The medium term strategic framework (MTSF) will guide the budget decisions that will contribute towards making the National Development Plan’s goal of having 90% of jobs come from the SME sector a reality.
In his address the minister said when Treasury tabled the 2014 Budget in February, the expectation was that the economy would grow by 2.7% this year. But due to slow growth and an uncertain economic outlook in the global environment and our own development, this has been revised to an estimated 1.4%.
The minister said government would focus on developing mixed-use precincts to help catalyse economic activity and that it would also target the upgrading of informal settlements.
“Over the next three years, government will roll out a new approach to local government infrastructure financing,” said Nene.
Nene said government would also work with private investors and development finance institutions to expand debt financing for municipal infrastructure. Alongside these priorities, there will be real growth in spending on local development and social infrastructure.
In November, Treasury will release a Public Procurement Review which clearly outlines reforms to be implemented over the next five years.
Facts and figures SMEs should care about
Government has made certain investment commitments which will go a long way towards assisting SMEs in many spheres of development, including infrastructure investment, competitiveness and tax incentives, and skills development. This means that small businesses will continue to benefit from government contracts to render services.

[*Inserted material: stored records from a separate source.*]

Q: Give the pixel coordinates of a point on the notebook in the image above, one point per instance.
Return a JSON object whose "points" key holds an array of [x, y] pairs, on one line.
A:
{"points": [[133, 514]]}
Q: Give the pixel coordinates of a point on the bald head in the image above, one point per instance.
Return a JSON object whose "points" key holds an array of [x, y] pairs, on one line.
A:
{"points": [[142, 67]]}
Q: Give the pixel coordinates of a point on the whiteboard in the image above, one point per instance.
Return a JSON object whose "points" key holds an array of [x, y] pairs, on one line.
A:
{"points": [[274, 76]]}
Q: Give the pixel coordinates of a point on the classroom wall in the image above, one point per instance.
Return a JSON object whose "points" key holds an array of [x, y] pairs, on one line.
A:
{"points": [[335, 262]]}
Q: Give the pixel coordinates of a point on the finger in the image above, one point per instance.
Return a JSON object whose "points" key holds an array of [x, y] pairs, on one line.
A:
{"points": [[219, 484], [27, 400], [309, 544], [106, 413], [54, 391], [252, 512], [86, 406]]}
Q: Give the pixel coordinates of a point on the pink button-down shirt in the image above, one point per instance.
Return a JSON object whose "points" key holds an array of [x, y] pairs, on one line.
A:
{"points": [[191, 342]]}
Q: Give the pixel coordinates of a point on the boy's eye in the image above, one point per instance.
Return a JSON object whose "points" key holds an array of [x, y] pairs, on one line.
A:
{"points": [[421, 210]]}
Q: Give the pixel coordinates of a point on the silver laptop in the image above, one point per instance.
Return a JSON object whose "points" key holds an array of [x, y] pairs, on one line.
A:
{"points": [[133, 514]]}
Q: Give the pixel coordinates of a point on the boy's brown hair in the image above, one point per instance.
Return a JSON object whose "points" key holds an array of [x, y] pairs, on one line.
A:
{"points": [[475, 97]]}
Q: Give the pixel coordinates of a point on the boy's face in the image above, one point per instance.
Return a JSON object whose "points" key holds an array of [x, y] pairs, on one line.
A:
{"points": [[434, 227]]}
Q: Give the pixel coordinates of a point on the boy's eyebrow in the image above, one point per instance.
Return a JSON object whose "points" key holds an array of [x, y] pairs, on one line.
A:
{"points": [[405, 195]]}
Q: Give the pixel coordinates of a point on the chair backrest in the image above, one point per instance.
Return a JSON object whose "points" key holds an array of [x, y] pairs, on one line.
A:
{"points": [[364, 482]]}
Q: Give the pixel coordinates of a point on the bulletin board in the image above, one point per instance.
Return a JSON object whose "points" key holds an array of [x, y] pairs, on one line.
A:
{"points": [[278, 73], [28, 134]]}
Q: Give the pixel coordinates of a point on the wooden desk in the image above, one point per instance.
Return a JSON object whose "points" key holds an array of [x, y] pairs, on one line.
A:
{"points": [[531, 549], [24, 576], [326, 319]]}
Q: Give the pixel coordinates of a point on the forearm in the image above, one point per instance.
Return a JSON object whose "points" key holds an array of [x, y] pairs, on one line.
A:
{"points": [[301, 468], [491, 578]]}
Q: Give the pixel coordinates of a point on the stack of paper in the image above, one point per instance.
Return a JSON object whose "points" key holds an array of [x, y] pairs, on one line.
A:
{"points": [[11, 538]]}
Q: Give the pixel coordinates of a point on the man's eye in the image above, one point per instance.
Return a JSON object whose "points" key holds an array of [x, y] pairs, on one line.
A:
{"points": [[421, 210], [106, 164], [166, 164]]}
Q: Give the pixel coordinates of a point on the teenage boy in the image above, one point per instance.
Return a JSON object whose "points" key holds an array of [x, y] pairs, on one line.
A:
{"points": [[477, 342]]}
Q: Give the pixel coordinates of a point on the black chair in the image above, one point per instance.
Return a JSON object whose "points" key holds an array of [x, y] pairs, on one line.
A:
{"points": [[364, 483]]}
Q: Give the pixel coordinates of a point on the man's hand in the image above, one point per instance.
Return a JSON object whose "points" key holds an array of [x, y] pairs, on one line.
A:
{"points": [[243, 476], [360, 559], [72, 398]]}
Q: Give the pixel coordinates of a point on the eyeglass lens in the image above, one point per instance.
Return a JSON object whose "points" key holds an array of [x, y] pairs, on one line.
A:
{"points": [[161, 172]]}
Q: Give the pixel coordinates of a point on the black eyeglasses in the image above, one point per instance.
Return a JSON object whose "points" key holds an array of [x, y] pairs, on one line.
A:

These include government efforts to:
1.Support cities to improve living conditions, modernise transport and communications infrastructure, expand the urban economy and promote trade and investment.
2. Work with development finance institutions to increase investment in the urban landscape and expand the municipal debt market.
3. Reinforce support for export competitiveness and job creation. This includes over R18 billion for manufacturing incentives, the establishment of special economic zones and the employment tax incentive.
4. Expand the skills base: R800 billion is proposed over the MTSF period for education and skills development. Post-school education and training has received the fastest-growing share of the budget over the past three years, and will continue to expand.